Last week, when I went to class after the Phils gave up game 6, the first thing he said to me was: "Philadelphia LOSE! New York Yankees champions!" It was hard to tell if the glee with which he informed me of the news was a bit of malicious schadenfreude, or just enthusiasm about being able to talk to me about baseball. Probably both.

"I know! Very sad." I mimed crying.

"You, me, same," he offered by way of comforting. "SK Wyverns"—out came a fist—"Kia Tigers"—another fist—"go go go go go" and with each go he punched a fist successively higher, to indicate their rise to the top—"SK Wyverns lose"—he dropped the SK Wyverns fist—"my sad. Same."

Kyle can be a bit fussy, though. He has a strong sense of justice and fairness, and if he thinks I don't call on him enough, or that the other team is cheating at games, he gets pretty vocal about it.

It's just nice to have a student who's not entirely burned out on work and life as a student in South Korea. Any older than third or fourth graders and they start being miserable and tired and can't be arsed to do anything at all related to English—even if I ignore the textbook and try to talk to them about other stuff I'm interested in. (Case in point: I tried to ask my students today about Friday the 13th and bad luck and superstitions in Korea, and they either looked at me blankly or gave half-assed answers.) It's kind of a tragedy.

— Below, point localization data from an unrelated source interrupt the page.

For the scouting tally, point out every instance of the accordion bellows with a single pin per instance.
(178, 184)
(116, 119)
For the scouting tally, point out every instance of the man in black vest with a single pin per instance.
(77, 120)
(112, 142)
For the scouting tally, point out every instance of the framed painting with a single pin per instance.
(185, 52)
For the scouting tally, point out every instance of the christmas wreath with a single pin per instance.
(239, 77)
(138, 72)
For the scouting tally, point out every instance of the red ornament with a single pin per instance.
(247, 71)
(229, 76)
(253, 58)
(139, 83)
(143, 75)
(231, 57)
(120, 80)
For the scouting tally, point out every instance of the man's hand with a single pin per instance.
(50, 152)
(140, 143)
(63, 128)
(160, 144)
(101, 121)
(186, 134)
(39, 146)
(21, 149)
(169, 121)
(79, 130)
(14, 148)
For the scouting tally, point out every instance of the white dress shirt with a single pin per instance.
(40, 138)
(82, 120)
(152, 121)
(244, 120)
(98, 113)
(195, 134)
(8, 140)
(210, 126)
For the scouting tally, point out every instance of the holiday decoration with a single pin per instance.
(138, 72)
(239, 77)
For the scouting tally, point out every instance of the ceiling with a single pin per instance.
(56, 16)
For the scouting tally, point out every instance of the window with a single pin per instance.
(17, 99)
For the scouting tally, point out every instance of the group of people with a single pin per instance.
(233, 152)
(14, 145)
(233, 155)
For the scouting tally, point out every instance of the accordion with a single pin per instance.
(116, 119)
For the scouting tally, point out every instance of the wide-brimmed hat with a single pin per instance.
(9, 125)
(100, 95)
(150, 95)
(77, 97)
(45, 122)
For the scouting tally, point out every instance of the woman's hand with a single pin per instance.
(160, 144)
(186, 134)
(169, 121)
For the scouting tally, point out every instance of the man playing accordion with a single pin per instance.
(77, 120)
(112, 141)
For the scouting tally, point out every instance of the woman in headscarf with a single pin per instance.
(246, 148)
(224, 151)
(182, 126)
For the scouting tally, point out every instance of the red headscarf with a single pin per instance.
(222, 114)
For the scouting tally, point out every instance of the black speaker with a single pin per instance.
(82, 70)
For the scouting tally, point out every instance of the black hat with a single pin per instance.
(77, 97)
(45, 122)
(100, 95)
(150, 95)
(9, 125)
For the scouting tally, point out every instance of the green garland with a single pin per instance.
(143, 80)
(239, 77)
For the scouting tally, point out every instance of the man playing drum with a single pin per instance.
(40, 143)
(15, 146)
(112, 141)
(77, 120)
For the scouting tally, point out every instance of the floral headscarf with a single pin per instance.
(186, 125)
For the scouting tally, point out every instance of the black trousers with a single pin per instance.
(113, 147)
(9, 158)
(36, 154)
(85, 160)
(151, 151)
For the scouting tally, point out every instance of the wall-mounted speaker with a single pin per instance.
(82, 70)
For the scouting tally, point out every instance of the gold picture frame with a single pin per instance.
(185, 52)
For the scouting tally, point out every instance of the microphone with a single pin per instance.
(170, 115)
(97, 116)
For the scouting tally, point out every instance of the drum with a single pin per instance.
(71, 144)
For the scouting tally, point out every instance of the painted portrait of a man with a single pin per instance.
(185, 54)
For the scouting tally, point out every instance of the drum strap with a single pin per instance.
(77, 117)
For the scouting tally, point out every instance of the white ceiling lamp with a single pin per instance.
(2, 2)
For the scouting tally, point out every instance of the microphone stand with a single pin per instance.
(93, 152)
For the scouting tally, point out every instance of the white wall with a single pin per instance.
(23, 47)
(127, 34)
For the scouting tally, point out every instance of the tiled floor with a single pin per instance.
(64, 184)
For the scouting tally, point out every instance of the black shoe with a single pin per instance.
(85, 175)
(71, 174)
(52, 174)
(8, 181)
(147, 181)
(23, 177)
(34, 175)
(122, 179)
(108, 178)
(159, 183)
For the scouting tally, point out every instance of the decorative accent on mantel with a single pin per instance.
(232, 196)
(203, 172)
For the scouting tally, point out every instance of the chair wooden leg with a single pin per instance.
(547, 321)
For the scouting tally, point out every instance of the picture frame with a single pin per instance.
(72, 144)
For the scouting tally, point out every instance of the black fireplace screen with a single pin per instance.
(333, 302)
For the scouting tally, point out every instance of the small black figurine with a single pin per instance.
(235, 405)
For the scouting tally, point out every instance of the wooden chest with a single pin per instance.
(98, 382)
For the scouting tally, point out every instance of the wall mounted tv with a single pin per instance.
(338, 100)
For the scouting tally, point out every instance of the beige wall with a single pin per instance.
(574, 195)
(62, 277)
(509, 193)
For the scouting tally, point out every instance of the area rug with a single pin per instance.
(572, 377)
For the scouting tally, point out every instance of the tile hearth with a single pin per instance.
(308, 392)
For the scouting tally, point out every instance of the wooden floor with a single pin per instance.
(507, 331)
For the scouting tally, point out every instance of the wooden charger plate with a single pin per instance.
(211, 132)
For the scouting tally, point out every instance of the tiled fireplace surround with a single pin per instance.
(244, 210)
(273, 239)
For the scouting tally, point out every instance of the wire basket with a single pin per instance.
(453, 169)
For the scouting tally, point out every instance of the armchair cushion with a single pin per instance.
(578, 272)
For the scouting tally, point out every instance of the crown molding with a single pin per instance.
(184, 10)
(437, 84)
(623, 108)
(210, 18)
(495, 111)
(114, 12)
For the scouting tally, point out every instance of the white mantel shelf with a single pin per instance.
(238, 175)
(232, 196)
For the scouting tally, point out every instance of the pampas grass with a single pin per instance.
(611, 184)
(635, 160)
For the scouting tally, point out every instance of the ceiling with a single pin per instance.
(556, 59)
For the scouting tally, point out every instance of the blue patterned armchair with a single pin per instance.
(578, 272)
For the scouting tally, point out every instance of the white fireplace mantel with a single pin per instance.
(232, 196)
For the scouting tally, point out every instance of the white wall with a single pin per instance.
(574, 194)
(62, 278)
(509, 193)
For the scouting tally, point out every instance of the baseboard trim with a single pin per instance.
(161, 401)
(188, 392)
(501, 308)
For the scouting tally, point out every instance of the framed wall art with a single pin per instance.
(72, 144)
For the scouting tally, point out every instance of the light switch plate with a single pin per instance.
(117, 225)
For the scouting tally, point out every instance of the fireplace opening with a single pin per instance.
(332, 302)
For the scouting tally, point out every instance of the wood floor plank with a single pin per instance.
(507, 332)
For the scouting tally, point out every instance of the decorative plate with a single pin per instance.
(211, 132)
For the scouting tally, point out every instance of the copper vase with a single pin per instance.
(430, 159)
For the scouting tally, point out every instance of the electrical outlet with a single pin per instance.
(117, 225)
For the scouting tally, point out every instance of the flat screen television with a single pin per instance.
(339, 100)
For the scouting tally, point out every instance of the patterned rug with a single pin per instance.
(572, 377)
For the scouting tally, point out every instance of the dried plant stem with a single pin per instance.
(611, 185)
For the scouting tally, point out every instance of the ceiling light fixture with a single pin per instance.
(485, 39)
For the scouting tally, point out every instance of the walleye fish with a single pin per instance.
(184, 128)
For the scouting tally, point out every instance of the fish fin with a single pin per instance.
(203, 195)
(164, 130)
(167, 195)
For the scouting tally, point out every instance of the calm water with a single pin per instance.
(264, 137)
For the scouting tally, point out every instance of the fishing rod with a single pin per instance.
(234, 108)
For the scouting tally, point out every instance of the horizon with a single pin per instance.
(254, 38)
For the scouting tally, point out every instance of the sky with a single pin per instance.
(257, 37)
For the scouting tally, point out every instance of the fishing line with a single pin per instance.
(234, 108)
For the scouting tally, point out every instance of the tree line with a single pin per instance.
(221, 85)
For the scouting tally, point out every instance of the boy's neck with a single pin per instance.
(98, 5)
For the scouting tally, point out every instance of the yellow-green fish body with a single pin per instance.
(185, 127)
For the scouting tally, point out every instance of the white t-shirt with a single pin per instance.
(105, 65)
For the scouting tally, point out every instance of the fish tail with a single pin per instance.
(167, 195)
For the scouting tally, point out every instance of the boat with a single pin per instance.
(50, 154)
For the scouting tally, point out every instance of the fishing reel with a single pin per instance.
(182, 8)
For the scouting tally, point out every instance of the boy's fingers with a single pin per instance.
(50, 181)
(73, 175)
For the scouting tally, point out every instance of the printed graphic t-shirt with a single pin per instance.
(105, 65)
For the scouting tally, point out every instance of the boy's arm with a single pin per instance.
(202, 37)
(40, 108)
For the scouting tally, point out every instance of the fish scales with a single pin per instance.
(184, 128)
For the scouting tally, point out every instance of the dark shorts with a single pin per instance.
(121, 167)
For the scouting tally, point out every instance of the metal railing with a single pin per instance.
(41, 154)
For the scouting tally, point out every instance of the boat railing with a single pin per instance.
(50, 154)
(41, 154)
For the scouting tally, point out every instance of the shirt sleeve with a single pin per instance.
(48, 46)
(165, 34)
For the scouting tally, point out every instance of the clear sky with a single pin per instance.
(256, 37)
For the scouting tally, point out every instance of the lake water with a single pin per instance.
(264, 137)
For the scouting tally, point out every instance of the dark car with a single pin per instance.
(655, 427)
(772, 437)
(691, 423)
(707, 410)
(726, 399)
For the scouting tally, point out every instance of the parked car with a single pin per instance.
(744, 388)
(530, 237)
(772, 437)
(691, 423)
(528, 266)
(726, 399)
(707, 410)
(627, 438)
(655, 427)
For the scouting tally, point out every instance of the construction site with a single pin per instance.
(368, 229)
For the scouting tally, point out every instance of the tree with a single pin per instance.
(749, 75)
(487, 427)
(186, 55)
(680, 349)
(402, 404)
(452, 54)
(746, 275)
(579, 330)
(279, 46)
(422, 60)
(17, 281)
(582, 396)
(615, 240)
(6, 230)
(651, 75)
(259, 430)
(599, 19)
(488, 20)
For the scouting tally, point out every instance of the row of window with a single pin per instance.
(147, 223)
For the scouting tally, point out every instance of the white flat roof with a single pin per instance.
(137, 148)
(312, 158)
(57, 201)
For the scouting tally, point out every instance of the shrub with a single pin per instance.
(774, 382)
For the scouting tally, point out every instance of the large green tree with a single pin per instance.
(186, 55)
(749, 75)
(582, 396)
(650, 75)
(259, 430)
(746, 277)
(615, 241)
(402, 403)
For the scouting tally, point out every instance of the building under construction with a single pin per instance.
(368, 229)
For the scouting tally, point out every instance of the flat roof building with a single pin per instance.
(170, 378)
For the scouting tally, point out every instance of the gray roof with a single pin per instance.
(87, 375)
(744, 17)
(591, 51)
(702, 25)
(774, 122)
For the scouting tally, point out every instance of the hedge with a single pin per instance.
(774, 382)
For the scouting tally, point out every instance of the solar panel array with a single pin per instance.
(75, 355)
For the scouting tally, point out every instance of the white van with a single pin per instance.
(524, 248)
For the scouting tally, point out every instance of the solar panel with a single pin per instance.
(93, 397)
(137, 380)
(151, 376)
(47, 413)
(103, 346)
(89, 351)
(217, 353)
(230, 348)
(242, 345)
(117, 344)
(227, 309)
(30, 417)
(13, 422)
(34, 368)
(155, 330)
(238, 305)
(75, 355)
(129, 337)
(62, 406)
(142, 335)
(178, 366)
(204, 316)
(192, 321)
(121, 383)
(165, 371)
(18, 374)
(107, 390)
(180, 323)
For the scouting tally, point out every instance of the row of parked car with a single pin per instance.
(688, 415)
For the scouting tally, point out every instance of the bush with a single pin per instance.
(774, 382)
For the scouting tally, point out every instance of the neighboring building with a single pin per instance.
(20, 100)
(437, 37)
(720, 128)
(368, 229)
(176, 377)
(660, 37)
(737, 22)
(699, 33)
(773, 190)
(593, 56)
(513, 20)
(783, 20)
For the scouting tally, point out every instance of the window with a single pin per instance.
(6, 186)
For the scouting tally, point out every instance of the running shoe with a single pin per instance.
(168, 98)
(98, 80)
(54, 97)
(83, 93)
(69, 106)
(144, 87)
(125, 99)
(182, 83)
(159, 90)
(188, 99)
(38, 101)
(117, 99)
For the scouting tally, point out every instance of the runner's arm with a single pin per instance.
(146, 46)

  1. schadenfreude????? pretty sad about how the kids are pushed for more, more, more .... do you think their parents experienced the same pressures? at least they don't go to school on the weekend ...

  2. Hah, but they DO go to school on the weekend.

    As for their parents, I'm not sure. Korea when they were growing up was different than Korea now—and of course that's the same all over the world, but especially so in Korea. When their parents were young, hagwons didn't exist. But I imagine it was something similar, nonetheless. Koreans are overworked and underpaid, and have been for quite a while.